House Republicans have been trying for years to elimitnate funding for the corporation for public broadcasting which in turn funds PBS and NPR. These are the least biased of any nationwide broadcasters and provide an important service to our children in the form of educational programming like Sesame Street. There are also may areas where we could raise much more money to help balance the budget.
I regularly listen to NPR and find the format of their shows to be much more academic and even-handed than those elsewhere on the radio. Aside from NPR your choices are pretty much Air America for a liberal slant or just about any other AM radio show for a conservative slant on the news, both claim to be unbiased news shows but are basically comparable to the opinion page in the newspaper.
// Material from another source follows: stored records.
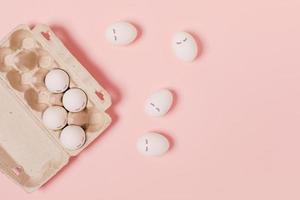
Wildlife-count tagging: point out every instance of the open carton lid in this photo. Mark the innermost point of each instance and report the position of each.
(30, 154)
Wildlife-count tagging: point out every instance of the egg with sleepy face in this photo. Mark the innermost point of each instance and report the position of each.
(121, 33)
(159, 103)
(184, 46)
(152, 144)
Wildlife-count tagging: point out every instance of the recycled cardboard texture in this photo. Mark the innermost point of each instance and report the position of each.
(30, 154)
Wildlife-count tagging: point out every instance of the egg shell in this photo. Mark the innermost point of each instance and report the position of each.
(75, 100)
(121, 33)
(57, 81)
(72, 137)
(55, 117)
(184, 46)
(159, 103)
(152, 144)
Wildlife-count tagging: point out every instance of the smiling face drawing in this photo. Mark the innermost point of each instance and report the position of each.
(121, 33)
(159, 103)
(152, 144)
(184, 46)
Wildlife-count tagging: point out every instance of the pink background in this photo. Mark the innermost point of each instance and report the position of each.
(235, 125)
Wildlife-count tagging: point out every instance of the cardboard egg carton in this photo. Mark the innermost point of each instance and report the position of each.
(30, 154)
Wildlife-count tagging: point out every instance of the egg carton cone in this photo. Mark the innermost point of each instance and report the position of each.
(30, 153)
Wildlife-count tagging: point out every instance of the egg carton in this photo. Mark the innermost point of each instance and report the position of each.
(30, 154)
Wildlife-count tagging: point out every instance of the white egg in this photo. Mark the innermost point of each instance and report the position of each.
(159, 103)
(184, 46)
(75, 100)
(121, 33)
(57, 81)
(55, 117)
(72, 137)
(152, 144)
(28, 43)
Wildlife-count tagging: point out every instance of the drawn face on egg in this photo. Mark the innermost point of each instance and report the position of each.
(152, 144)
(159, 103)
(184, 46)
(121, 33)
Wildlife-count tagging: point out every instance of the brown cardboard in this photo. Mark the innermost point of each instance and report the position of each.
(30, 154)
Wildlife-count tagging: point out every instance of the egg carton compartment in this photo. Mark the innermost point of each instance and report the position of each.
(26, 57)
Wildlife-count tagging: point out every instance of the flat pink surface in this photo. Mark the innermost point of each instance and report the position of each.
(235, 125)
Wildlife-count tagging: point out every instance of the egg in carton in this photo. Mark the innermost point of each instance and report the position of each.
(30, 152)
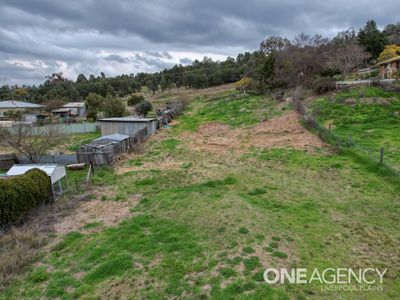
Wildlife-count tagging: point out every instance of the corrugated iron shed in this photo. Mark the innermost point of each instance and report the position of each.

Listening to any of these you will hear a host ranting about their side of the issue, papering the guest they agree with, or attacking a guest they don't. The same goes for television but without the liberal slanted outlet. You have a number of networks all more concerned with ratings than portraying an accurate picture of the news. On top of that many of these networks accept pre-recorded press releases from corporations and even our own government and send them out as though they are real news! (See
1,
2,
3) Public Broadcasting has a long history of integrity and un-biased reporting that no other network can hold a candle to.
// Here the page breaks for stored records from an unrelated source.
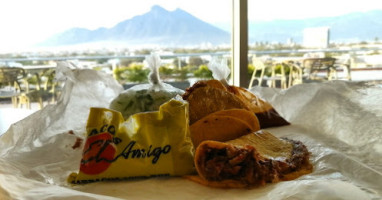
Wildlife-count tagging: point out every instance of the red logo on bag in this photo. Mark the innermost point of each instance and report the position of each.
(98, 153)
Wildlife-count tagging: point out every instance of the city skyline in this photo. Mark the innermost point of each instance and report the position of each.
(36, 20)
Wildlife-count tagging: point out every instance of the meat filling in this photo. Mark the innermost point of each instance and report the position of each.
(246, 165)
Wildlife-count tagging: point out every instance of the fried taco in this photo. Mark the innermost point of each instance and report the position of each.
(250, 161)
(223, 126)
(206, 97)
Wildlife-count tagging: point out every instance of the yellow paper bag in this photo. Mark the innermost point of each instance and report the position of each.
(147, 144)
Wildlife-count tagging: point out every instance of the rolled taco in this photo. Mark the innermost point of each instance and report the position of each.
(250, 161)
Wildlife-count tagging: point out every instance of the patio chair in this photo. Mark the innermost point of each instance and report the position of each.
(17, 85)
(259, 75)
(10, 78)
(320, 68)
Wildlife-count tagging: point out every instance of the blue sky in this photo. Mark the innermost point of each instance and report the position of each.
(25, 22)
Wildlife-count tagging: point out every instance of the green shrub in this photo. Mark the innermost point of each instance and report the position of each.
(203, 72)
(132, 73)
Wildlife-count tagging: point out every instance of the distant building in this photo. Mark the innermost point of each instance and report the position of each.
(316, 37)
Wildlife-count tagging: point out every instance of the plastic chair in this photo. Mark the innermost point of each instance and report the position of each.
(10, 78)
(314, 66)
(277, 73)
(295, 74)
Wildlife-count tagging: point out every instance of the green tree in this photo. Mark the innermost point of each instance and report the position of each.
(196, 61)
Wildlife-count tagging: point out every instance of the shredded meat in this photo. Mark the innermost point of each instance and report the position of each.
(248, 166)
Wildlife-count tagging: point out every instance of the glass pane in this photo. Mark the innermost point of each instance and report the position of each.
(304, 37)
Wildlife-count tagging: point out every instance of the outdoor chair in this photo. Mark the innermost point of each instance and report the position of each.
(320, 68)
(272, 73)
(295, 74)
(19, 87)
(10, 78)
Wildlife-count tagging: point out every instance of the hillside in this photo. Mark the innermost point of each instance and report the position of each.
(158, 26)
(179, 29)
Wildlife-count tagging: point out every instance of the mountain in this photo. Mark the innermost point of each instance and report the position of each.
(360, 26)
(179, 29)
(158, 26)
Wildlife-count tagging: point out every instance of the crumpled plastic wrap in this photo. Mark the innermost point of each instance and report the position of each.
(339, 122)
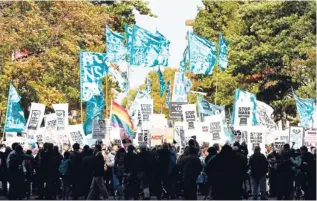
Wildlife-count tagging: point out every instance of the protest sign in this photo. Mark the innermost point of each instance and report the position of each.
(310, 138)
(35, 118)
(256, 137)
(61, 111)
(76, 134)
(296, 136)
(146, 107)
(99, 129)
(189, 116)
(176, 112)
(216, 128)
Then there are the educational progams: Sesame Street and others. These provide a valuable educations resource for children whose parents can't afford to put them in preschool or even afford cable. These parents can all afford PBS because it is free to them. I know that while I didn't learn my ABCs and 123s from Sesame Street it was certainly instrumental in reinforcing these fundamentals. Sesame street is also not the only educational progam on PBS there are educational programs for both children and adults on subjects ranging from math and science to the arts and history.
We should not balance the budget by taking services from the most poor and needy in our society. The 23% cut will leave the CPB with a budget of around $380 million meaning that they actually cut about $114 million. Compared to the $9 Billion that went missing in Iraq in the hands of contractors hand picked by the Bush administration from a pool of their buddies that's nothing. Or how about cutting the $250 Million bridge in Alaska that will server all of about 50 people.
The problem is that the right sees true unbiased reporting and education of the poor as a threat and they feel that with control of the White House and Congress they feel that they can squash one more program that benefits the poor or educates the masses.